Hey all - qq, does Daft have join based filtering ...
# general
j
Hey all - qq, does Daft have join based filtering on read?
j
Are you referring the Dynamic Partitioning Pruning like Spark has?
j
When I was reading the apache data fusion paper, they made mention to an issue request that was submitted this year highlighting the usage of join based filtering on read, so I was wondering as you’ve done a lot of work on the io side whether it was something daft had
j
We do have it as part of an AQE rule, but AQE hasn’t yet been a feature that we’ve focused on yet! The work interestingly isn’t in the IO side — our IO already does a lot of good filter push down.
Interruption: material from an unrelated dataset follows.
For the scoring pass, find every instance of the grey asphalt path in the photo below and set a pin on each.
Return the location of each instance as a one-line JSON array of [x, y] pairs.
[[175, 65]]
The work is more about an engine knowing (using statistics or sampling) which side of a joint it wants to materialize first, and then using the materialized data to construct a filter to push down! @Sammy Sidhu might be able to add more here
j
What does AQE stand for here? Also that’s super interesting, would that show as part of the query plan as well I assume? I didn’t realise it wouldn’t be part of the IO, will see if I can read more up on it!
j
Adaptive Query Execution! It wouldn’t show up as part of the initial plan, but as the plan executes (and at various stages of execution) Daft gets more up-to-date information about the data coming out of each stage. For example if it runs the left side of a join, we can say oh it’s actually pretty small. Let me convert the data into a filter and push it down the right side. That’s DPP in a nutshell!